Гуго Ленц вышел из машины и поднялся в дом. Походка его говорила о том, что человек смертельно устал, но не сломлен выпавшими на его долю испытаниями.

– Сумасшедший день, – сказал Гуго, целуя жену. – С утра поехал с этим проклятым письмом, в Ядерном опять не ладится, а тут еще новый сотрудник, пришлось вводить в курс дела, ускоритель барахлит…

– На тебе лица нет, – сказала Рина. – Садись. Ужин будет через пятнадцать минут.

– Меня принял шеф полиции, – начал Гуго, отвечая на вопросительный взгляд жены.

– Письмо он прочел при тебе?

– Да, и очень внимательно.

– Начал расследование?

– А как же иначе? Я ведь для него важная фигура – человек, обласканный самим президентом!

Рина внимательно рассматривала камею на безымянном пальце.
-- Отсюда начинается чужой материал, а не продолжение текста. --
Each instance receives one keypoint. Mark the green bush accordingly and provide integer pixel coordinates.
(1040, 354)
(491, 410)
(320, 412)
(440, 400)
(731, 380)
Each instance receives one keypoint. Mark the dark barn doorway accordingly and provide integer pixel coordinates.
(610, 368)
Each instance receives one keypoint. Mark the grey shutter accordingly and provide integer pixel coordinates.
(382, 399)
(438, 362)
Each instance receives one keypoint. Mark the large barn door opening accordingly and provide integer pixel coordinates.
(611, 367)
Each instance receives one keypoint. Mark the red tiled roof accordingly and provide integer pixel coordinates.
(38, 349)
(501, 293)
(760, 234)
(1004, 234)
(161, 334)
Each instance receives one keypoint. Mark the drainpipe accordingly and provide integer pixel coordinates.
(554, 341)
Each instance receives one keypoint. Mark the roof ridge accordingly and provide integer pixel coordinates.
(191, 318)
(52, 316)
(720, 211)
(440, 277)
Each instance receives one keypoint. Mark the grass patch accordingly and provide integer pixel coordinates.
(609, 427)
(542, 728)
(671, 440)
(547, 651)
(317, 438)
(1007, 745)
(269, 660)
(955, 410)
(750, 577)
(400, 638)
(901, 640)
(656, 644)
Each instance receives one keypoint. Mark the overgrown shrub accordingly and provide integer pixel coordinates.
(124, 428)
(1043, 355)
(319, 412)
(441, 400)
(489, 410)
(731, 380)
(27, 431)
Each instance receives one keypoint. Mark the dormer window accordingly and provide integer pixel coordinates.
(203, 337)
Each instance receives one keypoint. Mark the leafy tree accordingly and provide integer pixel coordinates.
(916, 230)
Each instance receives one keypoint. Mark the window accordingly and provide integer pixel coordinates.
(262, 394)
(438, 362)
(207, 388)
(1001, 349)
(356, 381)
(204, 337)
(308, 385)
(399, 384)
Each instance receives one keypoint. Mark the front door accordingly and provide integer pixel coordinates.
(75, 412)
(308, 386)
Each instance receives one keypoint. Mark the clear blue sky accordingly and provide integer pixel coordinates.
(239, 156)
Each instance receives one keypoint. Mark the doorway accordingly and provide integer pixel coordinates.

Египетская царевна с удивленно вскинутыми полукружьями бровей улыбалась загадочной улыбкой.

– Письмо с гвоздикой меня очень беспокоит, – тихо произнесла Рина.

– На анонимки не стоит обращать слишком большого внимания, – махнул рукой Гуго.

– Неужели ты не почувствовал, что письмо – не пустая угроза? В нем каждое слово пропитано убежденностью. Автор искренен в каждой фразе.

– Актерство и поза.

– Ах, Гуго, он убьет тебя!

Гуго обнял теплые плечи.

– Успокойся, – тихо сказал он.

– Послушай, – произнесла Рина. – Давай все бросим, уедем куда-нибудь.

– И что же?

– Бросишь свои кварки, будешь только читать лекции… Рина умолкла, почувствовав, как неубедительно звучат ее слова: Гуго бросит физику! Да разве что вместе с жизнью.

– Бежать некуда, – сказал Ленц.

– Тогда почему бы тебе не выполнить требования этого маньяка? – горячо заговорила Рина. – Я целый день думала… Знаешь, в чем-то он прав. Разбей проклятый ускоритель.

– Не так все просто, – сказал Ленц. – Рассуди здраво.

– He могу я рассуждать здраво. И не хочу!

– Взорвать ускоритель не штука, но ведь автор письма требует совсем другого. И ты права, ему нельзя отказать в логике: при наличии готовых чертежей и схем ускоритель, выведенный из строя, ничего не стоит собрать заново. И для этого не нужен особенно долгий срок.

– Верно: он требует «зашвырнуть ключ», – сказала Рина.

– Вот если бы каждый физик проникся мыслью, что потерянный ключ искать опасно, что находка может стоить жизни всему человечеству…

Дверь отворилась, и робот вкатил в комнату тележку с едой.

– Будешь ужинать? – спросила Рина.

– Дорогая, йоги не советуют есть на ночь, – улыбнулся Гуго. Но улыбка получилась жалкой.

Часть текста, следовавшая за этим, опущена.